At the time of diagnosis of hepatocellular carcinoma (liver cancer), 50% of the cases have multiple tumors in the liver (multilocular growth), 25% thrombosis of the portal vein and 10% of the cases infiltration of the hepatic veins and the inferior vena cava. After the diagnosis of hepatocellular carcinoma it must always be assumed that the tumor has already spread daughter tumors in other organs.
Liver cell carcinoma is feared for its rapid metastasis in the brain, lungs and bones. The doctor should also order what is known as “tumor staging” as soon as possible, in which he examines the metastatic organs most frequently affected by liver cell carcinoma using appropriate imaging (X-ray, CT, scintigraphy).

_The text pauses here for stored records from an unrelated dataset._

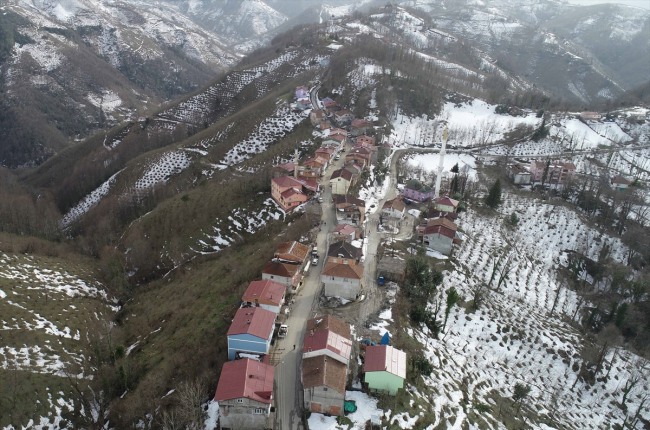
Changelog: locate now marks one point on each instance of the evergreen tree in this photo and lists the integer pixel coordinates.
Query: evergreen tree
(493, 198)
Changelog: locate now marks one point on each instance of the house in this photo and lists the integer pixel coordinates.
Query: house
(265, 294)
(343, 252)
(315, 165)
(324, 368)
(283, 273)
(302, 93)
(519, 175)
(250, 332)
(317, 116)
(361, 155)
(329, 344)
(303, 104)
(359, 127)
(558, 172)
(286, 169)
(347, 232)
(340, 181)
(439, 235)
(394, 208)
(385, 368)
(292, 253)
(446, 204)
(366, 139)
(287, 192)
(620, 183)
(331, 106)
(342, 280)
(590, 116)
(245, 395)
(343, 116)
(417, 191)
(349, 210)
(323, 383)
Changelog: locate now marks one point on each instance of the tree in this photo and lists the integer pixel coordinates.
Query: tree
(493, 198)
(520, 393)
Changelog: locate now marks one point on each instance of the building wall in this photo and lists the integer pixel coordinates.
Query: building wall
(339, 186)
(247, 343)
(324, 400)
(384, 381)
(342, 287)
(243, 416)
(439, 242)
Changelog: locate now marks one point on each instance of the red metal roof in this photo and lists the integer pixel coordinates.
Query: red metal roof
(257, 322)
(327, 339)
(265, 292)
(385, 358)
(245, 378)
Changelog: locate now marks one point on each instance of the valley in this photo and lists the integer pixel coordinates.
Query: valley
(128, 238)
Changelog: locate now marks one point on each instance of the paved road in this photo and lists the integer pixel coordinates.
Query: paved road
(288, 387)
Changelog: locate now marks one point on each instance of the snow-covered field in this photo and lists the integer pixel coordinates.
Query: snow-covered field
(47, 308)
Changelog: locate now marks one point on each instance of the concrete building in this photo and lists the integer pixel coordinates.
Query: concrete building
(250, 332)
(245, 395)
(265, 294)
(385, 368)
(342, 280)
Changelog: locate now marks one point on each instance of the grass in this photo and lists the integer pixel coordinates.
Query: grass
(31, 387)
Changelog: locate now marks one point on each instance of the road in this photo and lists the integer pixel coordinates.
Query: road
(288, 387)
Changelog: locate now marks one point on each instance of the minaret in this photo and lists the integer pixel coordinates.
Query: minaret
(442, 161)
(295, 163)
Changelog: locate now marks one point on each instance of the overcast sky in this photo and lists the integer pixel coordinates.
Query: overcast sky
(638, 3)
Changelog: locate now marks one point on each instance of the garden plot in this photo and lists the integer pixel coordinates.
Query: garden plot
(243, 220)
(159, 171)
(271, 130)
(47, 308)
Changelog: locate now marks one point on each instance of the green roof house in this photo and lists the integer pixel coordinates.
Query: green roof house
(385, 368)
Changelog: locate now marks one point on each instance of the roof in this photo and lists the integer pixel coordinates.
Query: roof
(446, 201)
(280, 269)
(357, 123)
(344, 229)
(245, 378)
(339, 200)
(440, 229)
(328, 322)
(287, 181)
(444, 222)
(329, 340)
(293, 251)
(396, 204)
(342, 173)
(385, 358)
(620, 180)
(257, 322)
(350, 271)
(319, 371)
(343, 248)
(266, 292)
(289, 167)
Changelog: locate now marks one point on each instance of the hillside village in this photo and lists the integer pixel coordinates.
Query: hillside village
(352, 262)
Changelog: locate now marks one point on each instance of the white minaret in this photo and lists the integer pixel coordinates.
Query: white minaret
(442, 161)
(295, 163)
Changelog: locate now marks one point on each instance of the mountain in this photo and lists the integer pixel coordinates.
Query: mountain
(71, 68)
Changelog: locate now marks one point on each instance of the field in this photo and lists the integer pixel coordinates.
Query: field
(48, 306)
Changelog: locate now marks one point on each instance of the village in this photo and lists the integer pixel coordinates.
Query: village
(280, 329)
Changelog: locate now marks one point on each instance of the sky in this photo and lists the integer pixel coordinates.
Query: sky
(638, 3)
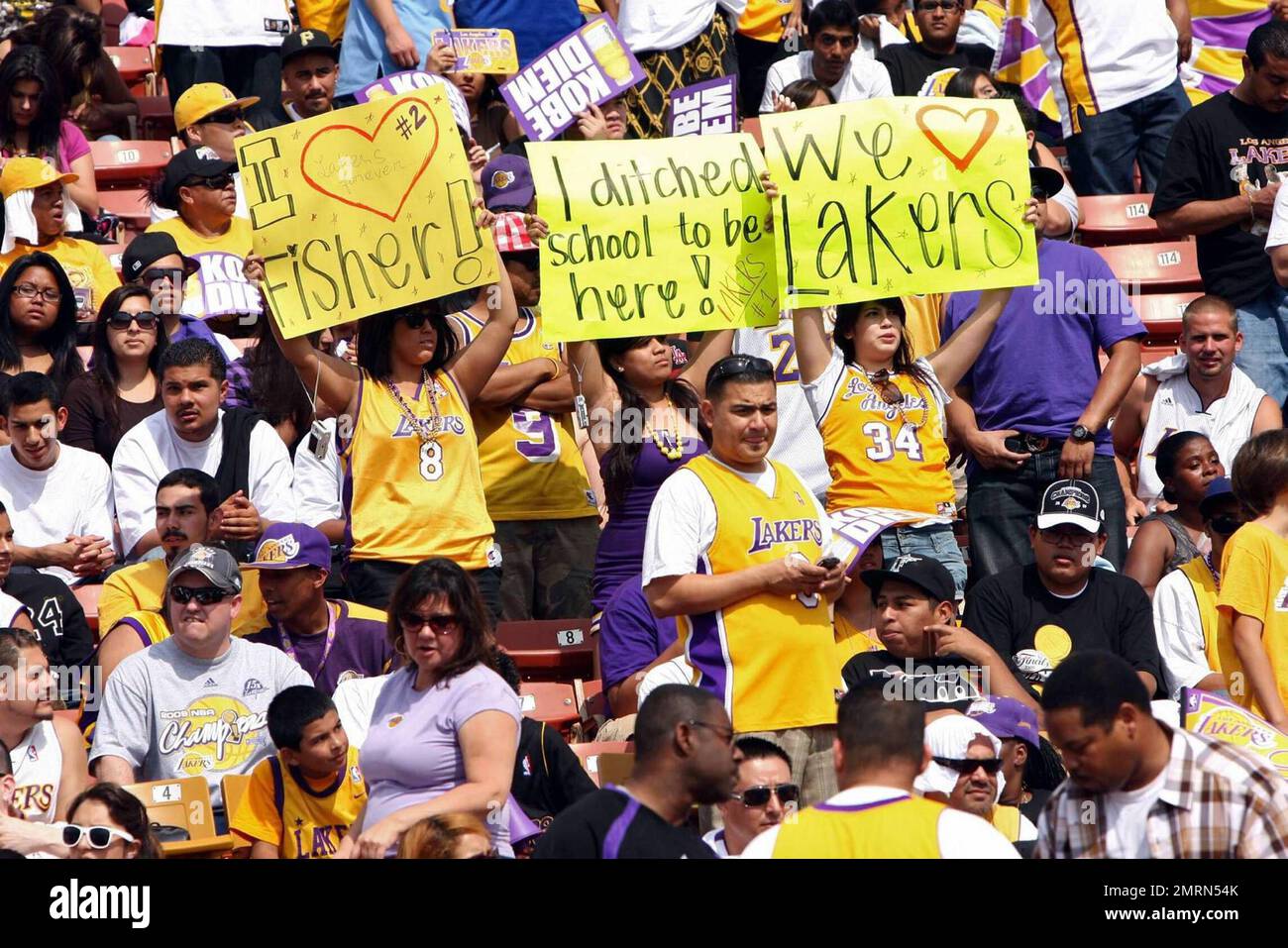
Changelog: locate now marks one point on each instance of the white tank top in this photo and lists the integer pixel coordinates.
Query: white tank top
(1177, 407)
(38, 767)
(798, 442)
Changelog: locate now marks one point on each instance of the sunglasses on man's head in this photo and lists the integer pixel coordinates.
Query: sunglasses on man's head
(205, 595)
(970, 766)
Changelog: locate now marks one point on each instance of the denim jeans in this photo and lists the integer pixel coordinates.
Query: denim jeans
(1001, 505)
(1263, 324)
(935, 541)
(1102, 155)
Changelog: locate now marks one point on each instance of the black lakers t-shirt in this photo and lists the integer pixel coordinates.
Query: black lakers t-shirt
(1220, 150)
(1034, 630)
(945, 682)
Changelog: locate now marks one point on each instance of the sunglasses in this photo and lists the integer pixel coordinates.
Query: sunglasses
(227, 116)
(967, 767)
(441, 623)
(99, 836)
(123, 320)
(205, 595)
(759, 796)
(1225, 524)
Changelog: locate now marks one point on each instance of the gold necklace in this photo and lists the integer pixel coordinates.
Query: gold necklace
(428, 429)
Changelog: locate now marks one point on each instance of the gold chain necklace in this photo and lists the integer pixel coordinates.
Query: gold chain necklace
(428, 429)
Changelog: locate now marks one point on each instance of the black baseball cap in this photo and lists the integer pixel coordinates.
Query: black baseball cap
(308, 42)
(1072, 501)
(192, 162)
(150, 248)
(927, 575)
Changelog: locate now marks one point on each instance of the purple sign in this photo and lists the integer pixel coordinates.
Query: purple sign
(585, 68)
(704, 108)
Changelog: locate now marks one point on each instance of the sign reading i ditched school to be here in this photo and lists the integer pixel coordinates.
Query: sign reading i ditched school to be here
(653, 236)
(900, 196)
(364, 210)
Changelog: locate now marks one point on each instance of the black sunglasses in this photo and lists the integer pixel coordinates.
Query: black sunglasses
(205, 595)
(759, 796)
(967, 767)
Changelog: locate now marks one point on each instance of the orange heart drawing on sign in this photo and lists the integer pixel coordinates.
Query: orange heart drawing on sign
(960, 161)
(330, 161)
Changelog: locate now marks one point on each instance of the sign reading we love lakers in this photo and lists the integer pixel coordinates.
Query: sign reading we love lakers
(900, 196)
(364, 210)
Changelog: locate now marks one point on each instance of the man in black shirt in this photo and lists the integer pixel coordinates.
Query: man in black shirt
(927, 657)
(912, 64)
(1219, 183)
(683, 756)
(1037, 614)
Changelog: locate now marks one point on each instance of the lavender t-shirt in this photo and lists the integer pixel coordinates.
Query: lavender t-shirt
(1039, 369)
(412, 753)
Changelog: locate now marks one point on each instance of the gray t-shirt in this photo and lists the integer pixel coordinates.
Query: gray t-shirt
(171, 715)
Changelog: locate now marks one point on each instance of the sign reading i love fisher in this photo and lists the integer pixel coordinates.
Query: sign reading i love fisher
(364, 210)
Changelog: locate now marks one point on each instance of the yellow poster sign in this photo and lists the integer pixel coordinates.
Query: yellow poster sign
(900, 196)
(649, 237)
(364, 210)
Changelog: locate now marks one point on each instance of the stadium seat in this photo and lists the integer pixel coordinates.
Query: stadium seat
(550, 649)
(1116, 219)
(1166, 265)
(552, 702)
(129, 204)
(606, 762)
(120, 162)
(183, 802)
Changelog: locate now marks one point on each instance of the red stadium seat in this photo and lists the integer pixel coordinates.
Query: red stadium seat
(549, 700)
(1167, 265)
(1117, 219)
(120, 162)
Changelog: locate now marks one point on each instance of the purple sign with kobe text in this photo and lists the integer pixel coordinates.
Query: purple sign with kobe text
(585, 68)
(704, 108)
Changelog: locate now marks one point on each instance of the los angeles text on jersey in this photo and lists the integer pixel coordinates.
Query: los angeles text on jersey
(768, 533)
(88, 901)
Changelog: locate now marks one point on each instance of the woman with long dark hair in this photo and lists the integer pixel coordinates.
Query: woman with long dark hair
(644, 425)
(881, 415)
(124, 385)
(33, 124)
(412, 481)
(1186, 463)
(38, 320)
(447, 703)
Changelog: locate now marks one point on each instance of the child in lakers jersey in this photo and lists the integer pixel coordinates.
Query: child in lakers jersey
(301, 802)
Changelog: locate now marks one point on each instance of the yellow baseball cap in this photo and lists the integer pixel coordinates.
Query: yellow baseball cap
(206, 98)
(29, 174)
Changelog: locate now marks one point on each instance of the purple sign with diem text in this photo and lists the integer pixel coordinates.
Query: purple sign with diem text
(585, 68)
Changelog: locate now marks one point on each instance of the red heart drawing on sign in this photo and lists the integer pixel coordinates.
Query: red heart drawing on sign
(960, 162)
(330, 158)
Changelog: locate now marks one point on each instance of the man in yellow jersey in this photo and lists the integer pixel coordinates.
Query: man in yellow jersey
(533, 478)
(879, 753)
(1194, 636)
(733, 549)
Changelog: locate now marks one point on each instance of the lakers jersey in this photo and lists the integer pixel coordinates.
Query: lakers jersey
(305, 822)
(901, 828)
(771, 659)
(885, 455)
(38, 767)
(532, 469)
(406, 500)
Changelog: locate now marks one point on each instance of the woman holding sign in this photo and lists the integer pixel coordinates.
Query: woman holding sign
(881, 416)
(412, 485)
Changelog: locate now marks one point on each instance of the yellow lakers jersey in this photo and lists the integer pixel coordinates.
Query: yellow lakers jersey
(769, 659)
(532, 469)
(406, 500)
(881, 456)
(901, 828)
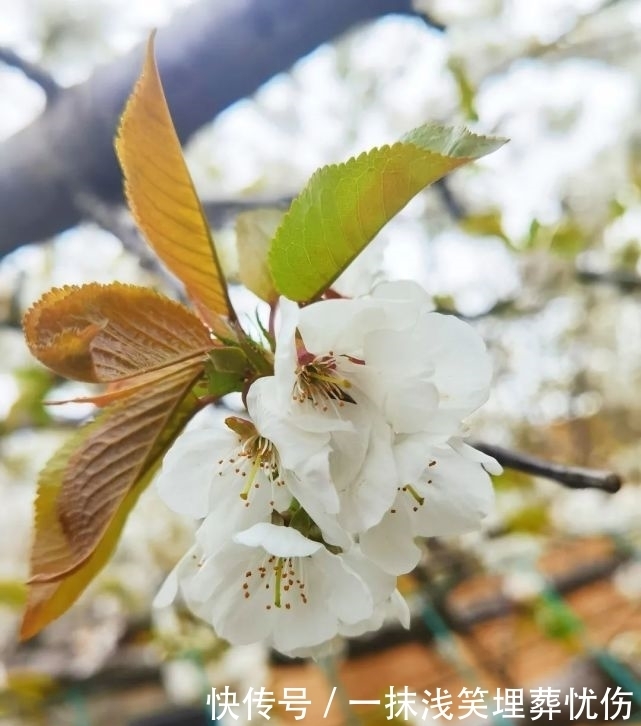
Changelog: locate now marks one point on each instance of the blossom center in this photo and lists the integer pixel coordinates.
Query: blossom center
(255, 459)
(319, 381)
(281, 577)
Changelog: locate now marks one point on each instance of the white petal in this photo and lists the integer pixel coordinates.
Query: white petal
(279, 541)
(459, 496)
(489, 463)
(462, 367)
(390, 543)
(188, 469)
(349, 597)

Find out all about the topic here: The therapy of liver cancer.


90% of all hepatocellular carcinomas (liver cancer) are actually liver metastases that were spread over the course of another malignant tumor located in the body. The liver is therefore the most frequently affected organ of metastasis after the lymphatic system. In Germany, around 5-6 people per 100,000 inhabitants develop hepatocellular carcinoma every year. The cause is very different here (see above).

In tropical countries (Africa, Asia), hepatocellular carcinoma reaches a frequency of 30 people per 100,000 inhabitants per year and is the most common malignant disease in men. In Germany, too, men are affected somewhat more frequently than women (ratio 3: 1 ). Worldwide it is assumed that there are up to a million new cases per year. In Germany, the disease mostly occurs between the ages of 50 and 60. In tropical countries, patients often fall ill between the ages of 30 and 40.